Enterprises are increasingly under threat from sophisticated attacks. In fact, threats dwell in an organization’s environment an average of 190 days!
Security teams also face multiple challenges when attempting to detect and fully expose the extent of an advanced attack. Symantec’s anticipated evolution to full-fledged Endpoint Detection and Response (EDR) is here to address this!

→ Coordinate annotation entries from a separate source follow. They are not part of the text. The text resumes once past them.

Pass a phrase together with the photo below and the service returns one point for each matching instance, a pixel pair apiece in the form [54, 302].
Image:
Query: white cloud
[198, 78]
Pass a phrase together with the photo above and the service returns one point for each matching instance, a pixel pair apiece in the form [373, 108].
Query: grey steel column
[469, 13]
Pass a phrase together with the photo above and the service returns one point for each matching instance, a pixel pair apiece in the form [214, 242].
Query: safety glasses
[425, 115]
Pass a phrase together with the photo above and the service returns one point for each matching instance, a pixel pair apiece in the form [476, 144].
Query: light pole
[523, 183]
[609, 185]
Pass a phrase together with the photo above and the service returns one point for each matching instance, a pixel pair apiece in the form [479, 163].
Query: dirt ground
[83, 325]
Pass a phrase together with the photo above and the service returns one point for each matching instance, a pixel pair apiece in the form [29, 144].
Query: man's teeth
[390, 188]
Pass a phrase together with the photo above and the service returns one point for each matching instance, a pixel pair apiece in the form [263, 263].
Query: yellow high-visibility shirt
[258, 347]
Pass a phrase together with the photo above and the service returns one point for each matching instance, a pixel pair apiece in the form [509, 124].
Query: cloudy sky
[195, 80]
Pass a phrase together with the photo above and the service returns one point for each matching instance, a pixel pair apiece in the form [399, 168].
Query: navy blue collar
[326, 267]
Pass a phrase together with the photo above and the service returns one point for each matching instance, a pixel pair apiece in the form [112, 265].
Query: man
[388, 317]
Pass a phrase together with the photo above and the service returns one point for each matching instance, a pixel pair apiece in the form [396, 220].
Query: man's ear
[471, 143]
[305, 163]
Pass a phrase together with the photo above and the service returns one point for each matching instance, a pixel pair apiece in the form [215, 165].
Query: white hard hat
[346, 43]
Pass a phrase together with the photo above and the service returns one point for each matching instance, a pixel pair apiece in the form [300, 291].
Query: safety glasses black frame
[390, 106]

There are a lot of enhancements in this latest version of Symantec's ATP, but we will focus on these five highlights in this video:
Endpoint Activity Recorder - Continuous visibility across SEP endpoints
Search, filter and retrieve events for specific endpoints
File-less threat detection - Detect and view suspicious script and memory exploits
Hybrid sandboxing - Detonate files on-premises or in the cloud
Enhanced APIs and integrations with Splunk, ServiceNow, QRadar - Ease custom integrations and leverage pre-built components
Additional comments on the video:
So this a new product offering VS an upgrade for ATP itself? Both. You can upgrade your existing ATP 8880 to allow you to utilize FDR. The ATP 8840 model.
We deployed the virtual appliance with the recommended system requirements at the time. Does EDR require additional resources? We're currently at 2.3 with 32 GB RAM and 1TB of disk space. Yes. Virtual appliance requires upgrade to 12 cores + 48GB Memory to utilize FDR. See the sizing guide recommendations below.The new Recorder feature released in ATP: Endpoint 3.0 requires additional storage, and additional memory is recommended to operate. Existing 8880 (v1 and v2) customers can either:
Use ATP: Endpoint 3.0 without an upgrade using the same feature set available in 2.3
Upgrade their appliance to support the Recorder capabilities
The Recorder feature can run on existing HW for demo purposes but is not a supported configuration for production deployments
A new appliance 8880-30 is already available for sale with the required storage and memory for new customers or existing customers who wish to purchase a new appliance
Are admin credentials needed to do agent-less scanning? This seems similar to what a Nessus scanner does regarding a credentialed scan. You need access to a share to copy the code to the computer, then access to launch the scripts which would be a local administrator account.